İnsanlığın Küba’ya ihtiyacı var

Küba’ya bakarken ”bardağın boş tarafını” gördüm ama hep ”bardağa” baktım, dolu tarafını göz ardı etmedim, dolu tarafın gücünü hissetmeye çalıştım.

Mehmet Yavuzkan

Soykırım suçu olan abluka altında 60 yılı deviren ve bu koşullar altında var olan tüm olanaklarını hiç düşünmeden diğer halklarla paylaşan Küba daha ne yapsın ki! Üstelik, emperyalist odakların medyası aracılığıyla sürekli anti propagandası yapılıp, terörizmi destekleyen ülkeler listesine eklenmişken. Amerikan emperyalizmi büyük bir kin ile Küba’ya boyun eğdirmek isterken!...


Küba’ya duyulan nefretin boyutu ve yapılanlar, Küba’nın insanlık için, sosyalizm mücadelesi için ne kadar önemli olduğunu göstermektedir. Üstelik yapabilecekleri, ablukanın etkisi nedeniyle sınırlı kalıyorken, Küba verdiği mücadele ve yaptıklarıyla insanlığa olağanüstü mesajlar veriyor. Yaşadıkları sorunları ve nedenlerini biliyor, çözüm için kafa yoruyorlar. Küba halkı ”devrimin kendisi için ne anlama geldiğini ve devrim olmasaydı ne olurdu” sorusunun yanıtını, yanı başındaki Amerika uydusu Porto Riko’nun durumuna bakarak görüyor. 

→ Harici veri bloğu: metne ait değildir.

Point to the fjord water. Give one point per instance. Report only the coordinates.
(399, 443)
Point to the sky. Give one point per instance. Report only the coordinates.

Kısa bir süre önce gittiğim ve büyük bir heyecanla döndüğüm Küba’yı hep bu duyguyla dolaştım, gördüm, öğrendim, şaşırdım ve hüzünlendim hatta kızdım da! Ama Küba’yı daha da çok sevmeye başladım. Bana verdiği umudu, yansıttığı neşeyi ve ciddiyeti, hissettirdiği kaygıyı bir bütün olarak görmeye çalıştım. Kaygımın bazı yerlerde kızgınlığa dönüşmesi, Küba’ya olan sevgimi azaltmadı, aksine daha fazla sorumluluk duydum. Diğer güzellikleri hoyratça yok sayamazdım. Elimden daha fazlası nasıl gelebilir diye düşündüm, sohbet ettim, tartıştım. 

CHE ve Çocuk Anıtı- Küba Komünist Partisi Villa Clara İl Binası Önü

Küba’dayken, Attilâ İlhan’ın ”Ben Sana Mecburum” şiiri sürekli dilimdeydi! 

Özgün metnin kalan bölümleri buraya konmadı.